Broad Institute

GTEx Analysis V8 eQTL

The GTEx eGene and significant variant-gene association data were generated from samples “collected from 54 non-diseased tissue sites across nearly 1000 individuals, primarily for molecular assays including WGS, WES, and RNA-Seq. Remaining samples are available from the GTEx Biobank.” The single-tissue cis-eQTL data from the v8 release was used.

GTEx is an NIH human genomic data unrestricted-access data repository and the data was made available in compliance with GTEx Data Release and Publication Policy. GTEx outlines how to cite use of GTEx data in journal publication.

ELIXIR Core Data Resources

The Molecular INTeraction (MINT) Database

The MINT Database “focuses on experimentally verified protein-protein interactions mined from the scientific literature by expert curators.”

Licata, Luana, Leonardo Briganti, Daniele Peluso, Livia Perfetto, Marta Iannuccelli, Eugenia Galeota, Francesca Sacco et al. “MINT, the molecular interaction database: 2012 update.” Nucleic acids research 40, no. D1 (2012): D857-D861.

Encyclopedia of DNA Elements (ENCODE)

Experimental Data

The ENCODE experimental dataset contains information for approximately 7000 experiments along with 14,000 BED files collected by The Encyclopedia of DNA Elements (ENCODE) Consortium. Examples of experiment metadata captured include the target biosample, assay type, gene assembly, etc.
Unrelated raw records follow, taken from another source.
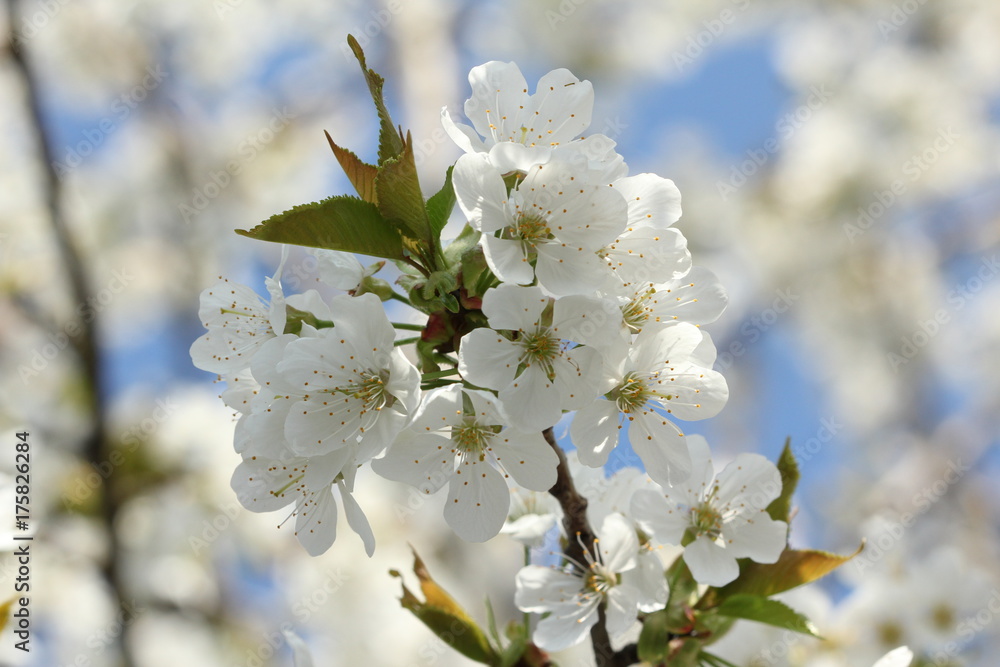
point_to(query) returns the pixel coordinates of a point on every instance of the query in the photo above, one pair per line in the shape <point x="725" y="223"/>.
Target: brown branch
<point x="581" y="536"/>
<point x="95" y="446"/>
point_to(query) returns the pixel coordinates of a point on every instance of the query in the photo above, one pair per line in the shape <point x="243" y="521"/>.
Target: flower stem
<point x="575" y="523"/>
<point x="406" y="326"/>
<point x="439" y="374"/>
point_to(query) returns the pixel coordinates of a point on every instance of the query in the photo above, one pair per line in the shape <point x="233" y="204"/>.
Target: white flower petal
<point x="464" y="136"/>
<point x="421" y="460"/>
<point x="652" y="200"/>
<point x="619" y="545"/>
<point x="750" y="480"/>
<point x="697" y="298"/>
<point x="528" y="457"/>
<point x="506" y="259"/>
<point x="710" y="563"/>
<point x="564" y="269"/>
<point x="356" y="519"/>
<point x="514" y="308"/>
<point x="538" y="588"/>
<point x="578" y="377"/>
<point x="623" y="602"/>
<point x="900" y="657"/>
<point x="316" y="522"/>
<point x="533" y="398"/>
<point x="594" y="430"/>
<point x="480" y="192"/>
<point x="258" y="483"/>
<point x="478" y="500"/>
<point x="487" y="359"/>
<point x="661" y="446"/>
<point x="498" y="93"/>
<point x="300" y="652"/>
<point x="569" y="628"/>
<point x="659" y="517"/>
<point x="587" y="320"/>
<point x="761" y="540"/>
<point x="648" y="578"/>
<point x="561" y="106"/>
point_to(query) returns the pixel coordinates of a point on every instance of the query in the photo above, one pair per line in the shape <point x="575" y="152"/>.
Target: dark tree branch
<point x="581" y="536"/>
<point x="84" y="343"/>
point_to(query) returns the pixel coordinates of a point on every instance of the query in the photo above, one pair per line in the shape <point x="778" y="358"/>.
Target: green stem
<point x="439" y="374"/>
<point x="527" y="615"/>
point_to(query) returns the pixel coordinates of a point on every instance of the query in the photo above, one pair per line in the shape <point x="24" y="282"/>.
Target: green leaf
<point x="793" y="569"/>
<point x="338" y="223"/>
<point x="654" y="639"/>
<point x="781" y="507"/>
<point x="518" y="646"/>
<point x="446" y="618"/>
<point x="390" y="140"/>
<point x="441" y="204"/>
<point x="361" y="174"/>
<point x="399" y="198"/>
<point x="763" y="610"/>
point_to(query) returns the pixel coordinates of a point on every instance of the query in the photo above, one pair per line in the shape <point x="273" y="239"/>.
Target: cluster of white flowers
<point x="596" y="309"/>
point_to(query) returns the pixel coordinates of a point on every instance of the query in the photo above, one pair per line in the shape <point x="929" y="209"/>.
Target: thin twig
<point x="581" y="536"/>
<point x="85" y="342"/>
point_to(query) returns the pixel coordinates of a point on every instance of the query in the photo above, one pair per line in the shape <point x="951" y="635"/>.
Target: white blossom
<point x="571" y="595"/>
<point x="239" y="322"/>
<point x="551" y="225"/>
<point x="900" y="657"/>
<point x="266" y="485"/>
<point x="468" y="448"/>
<point x="666" y="371"/>
<point x="724" y="516"/>
<point x="502" y="110"/>
<point x="346" y="385"/>
<point x="537" y="370"/>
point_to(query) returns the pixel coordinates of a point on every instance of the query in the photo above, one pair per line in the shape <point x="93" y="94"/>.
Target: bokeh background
<point x="839" y="165"/>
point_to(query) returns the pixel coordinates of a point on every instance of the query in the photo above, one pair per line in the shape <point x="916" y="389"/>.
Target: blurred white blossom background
<point x="839" y="165"/>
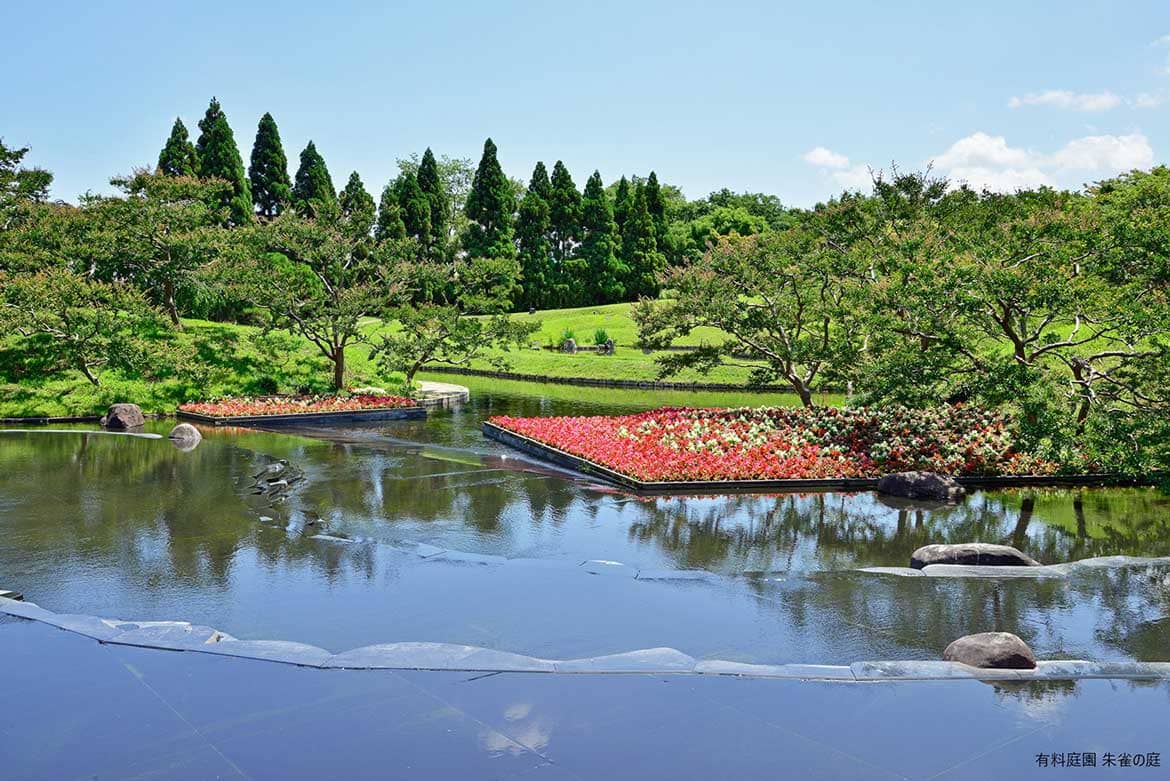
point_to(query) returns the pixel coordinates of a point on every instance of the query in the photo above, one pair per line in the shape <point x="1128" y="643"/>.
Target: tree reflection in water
<point x="137" y="529"/>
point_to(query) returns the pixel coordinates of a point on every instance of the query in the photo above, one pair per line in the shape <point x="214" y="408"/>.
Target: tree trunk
<point x="803" y="391"/>
<point x="169" y="301"/>
<point x="89" y="374"/>
<point x="338" y="368"/>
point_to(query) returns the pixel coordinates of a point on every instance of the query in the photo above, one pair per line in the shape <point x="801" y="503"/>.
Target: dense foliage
<point x="1052" y="306"/>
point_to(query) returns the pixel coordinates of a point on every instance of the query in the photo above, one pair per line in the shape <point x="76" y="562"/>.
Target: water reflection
<point x="137" y="529"/>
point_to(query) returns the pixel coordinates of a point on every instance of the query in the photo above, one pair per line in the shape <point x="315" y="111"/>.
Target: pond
<point x="425" y="531"/>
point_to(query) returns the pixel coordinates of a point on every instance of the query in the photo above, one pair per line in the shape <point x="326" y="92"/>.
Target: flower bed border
<point x="577" y="463"/>
<point x="294" y="419"/>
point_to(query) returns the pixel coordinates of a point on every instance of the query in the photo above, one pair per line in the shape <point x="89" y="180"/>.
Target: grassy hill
<point x="221" y="359"/>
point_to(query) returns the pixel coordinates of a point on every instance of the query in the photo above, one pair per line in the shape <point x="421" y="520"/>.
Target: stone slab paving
<point x="74" y="707"/>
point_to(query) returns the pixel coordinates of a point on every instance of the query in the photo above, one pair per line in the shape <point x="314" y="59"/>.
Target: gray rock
<point x="123" y="417"/>
<point x="185" y="436"/>
<point x="998" y="650"/>
<point x="649" y="659"/>
<point x="921" y="485"/>
<point x="971" y="553"/>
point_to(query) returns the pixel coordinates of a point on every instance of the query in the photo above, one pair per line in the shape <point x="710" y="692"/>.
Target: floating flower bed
<point x="283" y="406"/>
<point x="786" y="443"/>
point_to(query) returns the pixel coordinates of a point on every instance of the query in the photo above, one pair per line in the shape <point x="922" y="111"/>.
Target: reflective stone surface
<point x="76" y="709"/>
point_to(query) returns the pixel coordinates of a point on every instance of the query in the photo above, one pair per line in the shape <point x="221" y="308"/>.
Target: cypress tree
<point x="656" y="207"/>
<point x="532" y="227"/>
<point x="621" y="198"/>
<point x="564" y="212"/>
<point x="541" y="184"/>
<point x="599" y="243"/>
<point x="431" y="184"/>
<point x="312" y="182"/>
<point x="269" y="170"/>
<point x="390" y="225"/>
<point x="414" y="206"/>
<point x="219" y="158"/>
<point x="357" y="206"/>
<point x="178" y="156"/>
<point x="489" y="208"/>
<point x="639" y="248"/>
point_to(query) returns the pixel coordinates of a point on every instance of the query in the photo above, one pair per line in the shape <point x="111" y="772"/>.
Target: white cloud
<point x="825" y="158"/>
<point x="983" y="151"/>
<point x="999" y="180"/>
<point x="1068" y="99"/>
<point x="837" y="167"/>
<point x="855" y="178"/>
<point x="1164" y="41"/>
<point x="1110" y="153"/>
<point x="1149" y="101"/>
<point x="990" y="161"/>
<point x="985" y="161"/>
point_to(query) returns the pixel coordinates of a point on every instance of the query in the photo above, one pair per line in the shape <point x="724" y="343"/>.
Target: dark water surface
<point x="135" y="529"/>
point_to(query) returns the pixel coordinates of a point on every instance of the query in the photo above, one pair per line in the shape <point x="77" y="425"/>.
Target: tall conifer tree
<point x="639" y="248"/>
<point x="599" y="244"/>
<point x="219" y="158"/>
<point x="621" y="198"/>
<point x="178" y="156"/>
<point x="432" y="186"/>
<point x="532" y="229"/>
<point x="269" y="171"/>
<point x="539" y="182"/>
<point x="312" y="182"/>
<point x="564" y="212"/>
<point x="390" y="226"/>
<point x="357" y="207"/>
<point x="489" y="208"/>
<point x="414" y="206"/>
<point x="656" y="207"/>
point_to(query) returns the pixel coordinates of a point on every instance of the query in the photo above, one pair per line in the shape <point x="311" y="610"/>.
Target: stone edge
<point x="183" y="636"/>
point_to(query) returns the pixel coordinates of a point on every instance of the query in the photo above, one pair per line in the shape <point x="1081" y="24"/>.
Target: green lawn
<point x="627" y="363"/>
<point x="229" y="360"/>
<point x="239" y="360"/>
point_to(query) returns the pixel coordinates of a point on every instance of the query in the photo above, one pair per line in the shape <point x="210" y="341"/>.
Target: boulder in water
<point x="124" y="417"/>
<point x="998" y="650"/>
<point x="971" y="553"/>
<point x="921" y="485"/>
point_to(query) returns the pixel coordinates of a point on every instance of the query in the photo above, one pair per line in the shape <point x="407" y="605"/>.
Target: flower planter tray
<point x="310" y="419"/>
<point x="576" y="463"/>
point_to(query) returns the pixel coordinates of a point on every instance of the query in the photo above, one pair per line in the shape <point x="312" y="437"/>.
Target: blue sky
<point x="795" y="99"/>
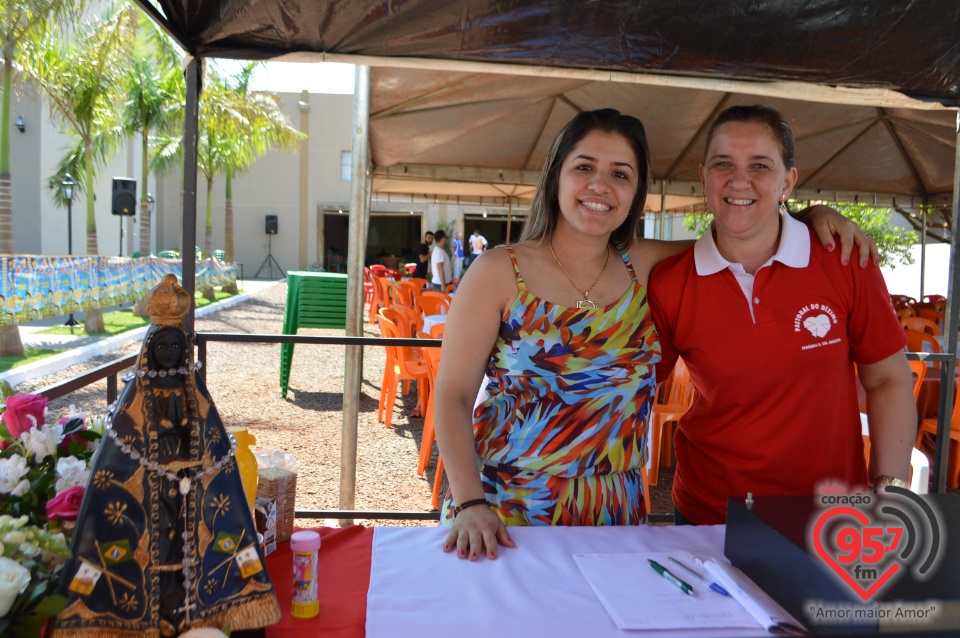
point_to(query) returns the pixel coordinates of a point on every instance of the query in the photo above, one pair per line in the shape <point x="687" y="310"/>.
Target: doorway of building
<point x="392" y="240"/>
<point x="493" y="228"/>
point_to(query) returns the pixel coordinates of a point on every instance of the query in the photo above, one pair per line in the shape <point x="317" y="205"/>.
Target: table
<point x="395" y="582"/>
<point x="429" y="321"/>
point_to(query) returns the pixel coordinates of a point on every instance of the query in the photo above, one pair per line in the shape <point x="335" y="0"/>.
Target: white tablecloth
<point x="536" y="589"/>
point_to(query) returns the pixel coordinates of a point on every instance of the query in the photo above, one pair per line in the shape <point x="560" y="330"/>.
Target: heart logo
<point x="865" y="594"/>
<point x="818" y="326"/>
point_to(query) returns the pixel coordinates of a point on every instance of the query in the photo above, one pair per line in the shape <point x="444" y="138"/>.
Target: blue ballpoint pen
<point x="714" y="586"/>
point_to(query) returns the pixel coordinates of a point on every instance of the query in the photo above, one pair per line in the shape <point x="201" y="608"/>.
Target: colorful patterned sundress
<point x="561" y="436"/>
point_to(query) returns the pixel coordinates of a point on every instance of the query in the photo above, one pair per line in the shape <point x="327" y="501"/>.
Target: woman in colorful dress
<point x="559" y="323"/>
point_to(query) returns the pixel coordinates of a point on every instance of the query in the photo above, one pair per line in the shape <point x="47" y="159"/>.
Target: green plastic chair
<point x="314" y="300"/>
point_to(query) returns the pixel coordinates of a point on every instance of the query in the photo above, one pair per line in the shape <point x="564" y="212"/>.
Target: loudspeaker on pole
<point x="272" y="225"/>
<point x="124" y="198"/>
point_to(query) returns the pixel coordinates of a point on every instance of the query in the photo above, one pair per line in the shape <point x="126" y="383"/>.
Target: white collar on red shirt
<point x="794" y="249"/>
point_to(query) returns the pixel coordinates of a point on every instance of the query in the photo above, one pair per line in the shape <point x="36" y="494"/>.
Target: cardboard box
<point x="769" y="542"/>
<point x="281" y="485"/>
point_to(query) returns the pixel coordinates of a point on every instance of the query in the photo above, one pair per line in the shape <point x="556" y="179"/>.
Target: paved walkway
<point x="82" y="347"/>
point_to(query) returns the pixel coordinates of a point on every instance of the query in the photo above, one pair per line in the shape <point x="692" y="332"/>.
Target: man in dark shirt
<point x="423" y="256"/>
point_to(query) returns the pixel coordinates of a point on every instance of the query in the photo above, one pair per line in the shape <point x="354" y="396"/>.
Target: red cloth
<point x="343" y="575"/>
<point x="776" y="407"/>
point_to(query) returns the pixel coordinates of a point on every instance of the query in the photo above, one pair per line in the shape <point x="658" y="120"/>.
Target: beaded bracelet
<point x="462" y="506"/>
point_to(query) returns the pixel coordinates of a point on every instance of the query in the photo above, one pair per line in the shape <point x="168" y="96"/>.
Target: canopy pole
<point x="945" y="409"/>
<point x="359" y="216"/>
<point x="194" y="78"/>
<point x="924" y="211"/>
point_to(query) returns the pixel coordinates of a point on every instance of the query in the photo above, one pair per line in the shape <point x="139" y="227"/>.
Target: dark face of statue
<point x="167" y="350"/>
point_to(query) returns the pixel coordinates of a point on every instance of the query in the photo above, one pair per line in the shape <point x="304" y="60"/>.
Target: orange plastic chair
<point x="671" y="403"/>
<point x="905" y="313"/>
<point x="922" y="342"/>
<point x="921" y="325"/>
<point x="929" y="426"/>
<point x="935" y="316"/>
<point x="919" y="370"/>
<point x="407" y="319"/>
<point x="404" y="365"/>
<point x="408" y="290"/>
<point x="433" y="303"/>
<point x="432" y="357"/>
<point x="902" y="301"/>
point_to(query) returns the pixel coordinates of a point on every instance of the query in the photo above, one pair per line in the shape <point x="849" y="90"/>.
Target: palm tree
<point x="155" y="94"/>
<point x="20" y="20"/>
<point x="236" y="127"/>
<point x="270" y="129"/>
<point x="80" y="79"/>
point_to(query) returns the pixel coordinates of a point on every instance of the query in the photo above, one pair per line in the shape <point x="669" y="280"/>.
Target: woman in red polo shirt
<point x="770" y="326"/>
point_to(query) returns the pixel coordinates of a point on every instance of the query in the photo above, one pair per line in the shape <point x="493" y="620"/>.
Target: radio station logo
<point x="870" y="541"/>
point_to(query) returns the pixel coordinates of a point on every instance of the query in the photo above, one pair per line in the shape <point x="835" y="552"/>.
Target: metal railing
<point x="110" y="371"/>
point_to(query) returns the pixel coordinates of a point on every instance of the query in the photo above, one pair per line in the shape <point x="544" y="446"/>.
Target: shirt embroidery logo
<point x="817" y="319"/>
<point x="818" y="325"/>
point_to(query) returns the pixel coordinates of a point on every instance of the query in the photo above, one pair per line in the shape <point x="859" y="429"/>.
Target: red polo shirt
<point x="776" y="408"/>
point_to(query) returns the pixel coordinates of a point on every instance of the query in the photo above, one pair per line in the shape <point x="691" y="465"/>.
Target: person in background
<point x="478" y="244"/>
<point x="423" y="257"/>
<point x="456" y="255"/>
<point x="559" y="323"/>
<point x="440" y="269"/>
<point x="773" y="360"/>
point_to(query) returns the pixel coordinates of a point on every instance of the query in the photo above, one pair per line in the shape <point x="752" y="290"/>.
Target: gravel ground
<point x="244" y="382"/>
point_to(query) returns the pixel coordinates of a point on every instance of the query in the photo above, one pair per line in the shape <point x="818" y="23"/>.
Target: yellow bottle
<point x="246" y="464"/>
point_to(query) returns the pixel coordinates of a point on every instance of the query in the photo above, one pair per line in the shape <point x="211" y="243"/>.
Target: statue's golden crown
<point x="168" y="303"/>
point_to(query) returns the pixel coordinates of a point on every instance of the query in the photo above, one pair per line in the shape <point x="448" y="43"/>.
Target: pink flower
<point x="24" y="412"/>
<point x="66" y="504"/>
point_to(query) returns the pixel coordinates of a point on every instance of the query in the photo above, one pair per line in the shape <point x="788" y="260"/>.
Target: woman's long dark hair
<point x="545" y="210"/>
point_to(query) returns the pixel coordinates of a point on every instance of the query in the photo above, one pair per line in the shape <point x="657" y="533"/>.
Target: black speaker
<point x="272" y="224"/>
<point x="124" y="196"/>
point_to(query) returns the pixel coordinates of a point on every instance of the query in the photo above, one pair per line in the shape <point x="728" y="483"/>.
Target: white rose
<point x="14" y="538"/>
<point x="12" y="469"/>
<point x="14" y="578"/>
<point x="72" y="471"/>
<point x="42" y="441"/>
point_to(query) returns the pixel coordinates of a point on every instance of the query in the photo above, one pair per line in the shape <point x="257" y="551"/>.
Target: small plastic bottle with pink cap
<point x="305" y="546"/>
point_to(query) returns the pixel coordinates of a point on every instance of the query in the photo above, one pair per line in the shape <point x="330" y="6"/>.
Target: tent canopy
<point x="465" y="99"/>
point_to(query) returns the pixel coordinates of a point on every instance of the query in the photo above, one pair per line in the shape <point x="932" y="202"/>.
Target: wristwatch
<point x="884" y="480"/>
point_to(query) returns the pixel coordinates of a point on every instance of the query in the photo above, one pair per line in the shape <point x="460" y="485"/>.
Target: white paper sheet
<point x="534" y="590"/>
<point x="637" y="597"/>
<point x="764" y="609"/>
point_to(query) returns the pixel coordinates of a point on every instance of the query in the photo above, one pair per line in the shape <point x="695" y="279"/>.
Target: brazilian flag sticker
<point x="226" y="543"/>
<point x="115" y="552"/>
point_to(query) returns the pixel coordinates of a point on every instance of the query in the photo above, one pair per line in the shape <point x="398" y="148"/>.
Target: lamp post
<point x="66" y="188"/>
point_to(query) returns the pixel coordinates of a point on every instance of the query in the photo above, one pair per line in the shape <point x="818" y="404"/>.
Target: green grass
<point x="30" y="355"/>
<point x="120" y="321"/>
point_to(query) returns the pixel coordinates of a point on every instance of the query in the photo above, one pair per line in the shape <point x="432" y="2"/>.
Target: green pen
<point x="663" y="571"/>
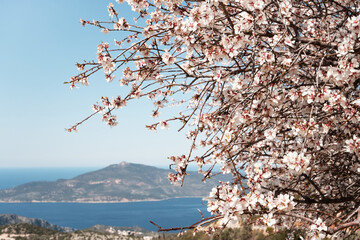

Data Commons include the meta data for all experimental datasets in ENCODE as of 2019.

Data made available under: ENCODE Data Use Policy for External Users. This data was formatted for Data Commons through a collaboration with Dr. Anthony Oro’s group at Stanford University.

European Molecular Biology Laboratory - European Bioinformatics Institute (EMBL-EBI)


“ChEMBL is a manually curated database of bioactive molecules with drug-like properties. It brings together chemical, bioactivity and genomic data to aid the translation of genomic information into effective new drugs.” It includes information on drugs at all stages of drug discovery.


Data Commons includes protein sequence and functional information including protein interaction with chemical compounds maintained by the UniProt Consortium. The data is made available by the Creative Commons Attribution (CC BY 4.0) License. Further information on UniProt License and Disclaimer can be found here. The UniProt Consortium states how to cite UniProt data used in a journal article.

This data is made available by EMBL-EPI Terms of Use.

International Committee on Taxonomy of Viruses (ICTV)

Master Species List

The official, current virus taxonomy approved by the ICTV. To accomplish the task of organizing and maintaining this virus taxonomy, the ICTV is composed of 7 subcommittees covering Animal DNA viruses and Retroviruses, Animal dsRNA and ssRNA (-) viruses, Animal ssRNA (+) viruses, Bacterial viruses, Archaeal Viruses, Fungal and Protist viruses, and Plant viruses. The ICTV has established over 100 international Study Groups (SGs) covering all major virus families and genera. The MSL version currently in the graph is MSL38 v3 released on 2023-09-11.

Virus Metadata Resource

The ICTV chooses an exemplar virus for each species and the VMR provides a list of these exemplars. An exemplar virus serves as an example of a well-characterized virus isolate of that species and includes the GenBank accession number for the genomic sequence of the isolate as well as the virus name, isolate designation, suggested abbreviation, genome composition, and host source. The VMR version currently in the graph is VMR MSL38 v2 released on 2023-09-13. This data is made available under Creative Commons Attribution ShareAlike 4.0 International (CC BY-SA 4.0).

Jensen Lab (University of Copenhagen)


DISEASES is a weekly updated web resource that integrates evidence on disease-gene associations from automatic text mining, manually curated literature, cancer mutation data, and genome-wide association studies. This dataset further unifies the evidence by assigning confidence scores that facilitate comparison of the different types and sources of evidence. For further details please refer to the following Open Access articles about the database: DISEASES: Text mining and data integration of disease-gene associations and DISEASES 2.0: a weekly updated database of disease–gene associations from text mining and data integration. The data is made available under the CC-BY license.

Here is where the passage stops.